I could feel myself gaining weight as the vegetable oil was heating on my stove Sunday afternoon. Not one bit of food had yet touched my lips, but I could already feel it on my thighs.

It was the first Sunday of the football season, so we had to kick it off the right way in my house—bad food and drinks all day, along with about 10 hours of football. Oh, good times.

The bad foods—and by “bad” I mean delicious but dangerously fattening—of choice were potato skins and nachos. The deep-fried skins were topped with Follow Your Heart “cheddar cheese,” soy bacon bits, and scallions. The nachos were made from homemade deep-fried corn tortillas, more Follow Your Heart “cheddar cheese,” refried beans, jalapeños, and guacamole.

The deep-fried feast made me feel like I was at any neighborhood sports bar, rooting on my boyfriend’s beloved Browns.
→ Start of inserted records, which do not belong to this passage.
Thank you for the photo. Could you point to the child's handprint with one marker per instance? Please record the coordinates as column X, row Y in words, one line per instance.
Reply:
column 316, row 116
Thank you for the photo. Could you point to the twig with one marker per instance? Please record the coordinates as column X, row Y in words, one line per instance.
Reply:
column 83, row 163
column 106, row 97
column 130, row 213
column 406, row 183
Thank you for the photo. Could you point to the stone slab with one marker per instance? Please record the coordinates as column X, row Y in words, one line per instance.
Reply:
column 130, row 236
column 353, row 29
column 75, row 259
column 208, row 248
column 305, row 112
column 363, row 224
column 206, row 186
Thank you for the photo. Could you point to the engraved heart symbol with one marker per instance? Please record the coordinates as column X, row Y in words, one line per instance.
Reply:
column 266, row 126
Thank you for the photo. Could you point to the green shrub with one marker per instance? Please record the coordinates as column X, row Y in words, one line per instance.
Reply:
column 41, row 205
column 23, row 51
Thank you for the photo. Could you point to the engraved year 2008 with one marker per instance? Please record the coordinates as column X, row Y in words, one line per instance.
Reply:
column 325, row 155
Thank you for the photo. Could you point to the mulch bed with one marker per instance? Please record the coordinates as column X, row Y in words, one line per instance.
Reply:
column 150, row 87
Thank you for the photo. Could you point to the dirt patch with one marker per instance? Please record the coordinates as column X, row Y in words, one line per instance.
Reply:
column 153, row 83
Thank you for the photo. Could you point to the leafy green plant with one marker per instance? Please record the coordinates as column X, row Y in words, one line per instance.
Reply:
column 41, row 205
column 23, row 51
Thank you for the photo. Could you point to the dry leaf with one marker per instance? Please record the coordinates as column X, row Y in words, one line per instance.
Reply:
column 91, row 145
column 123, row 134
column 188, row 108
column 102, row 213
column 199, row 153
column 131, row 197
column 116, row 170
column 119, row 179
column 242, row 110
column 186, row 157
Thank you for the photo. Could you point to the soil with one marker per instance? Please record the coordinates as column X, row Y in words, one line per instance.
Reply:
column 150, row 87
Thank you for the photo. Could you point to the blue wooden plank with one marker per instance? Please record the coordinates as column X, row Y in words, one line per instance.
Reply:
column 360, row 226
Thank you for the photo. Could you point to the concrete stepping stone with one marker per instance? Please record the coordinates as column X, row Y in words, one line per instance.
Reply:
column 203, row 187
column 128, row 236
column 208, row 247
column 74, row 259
They didn’t win this week, and neither did my Saints, but our football-obsessed Sunday was still fun anyway—and there is always next week.

Game-Day Potato Skins
6 potatoes
1 cup vegetable oil
8 oz. shredded vegan cheddar cheese (try Follow Your Heart brand)
1/8 cup soy bacon bits (try Bac-Os)
4 Tbsp. thinly sliced scallions
Soy sour cream (optional)

  • Preheat the oven to 375°F. Lightly grease a 9×13-inch baking pan.
  • Pierce the potatoes with a fork and microwave on high until soft, approximately 10 to 12 minutes.
  • Remove from the microwave and cut in half vertically. Scoop out the inside, leaving a 1/4-inch-thick shell.
  • Heat the oil to 365°F in a deep fryer or a deep saucepan. Fry the potato shells for 5 minutes. Remove and drain on paper towels.
  • Fill the potato shells with the “cheese” and soy bacon bits. Arrange on the prepared baking pan and bake for 10 to 15 minutes, or until the “cheese” has melted.
  • Top with the sliced scallions and the soy sour cream, if desired.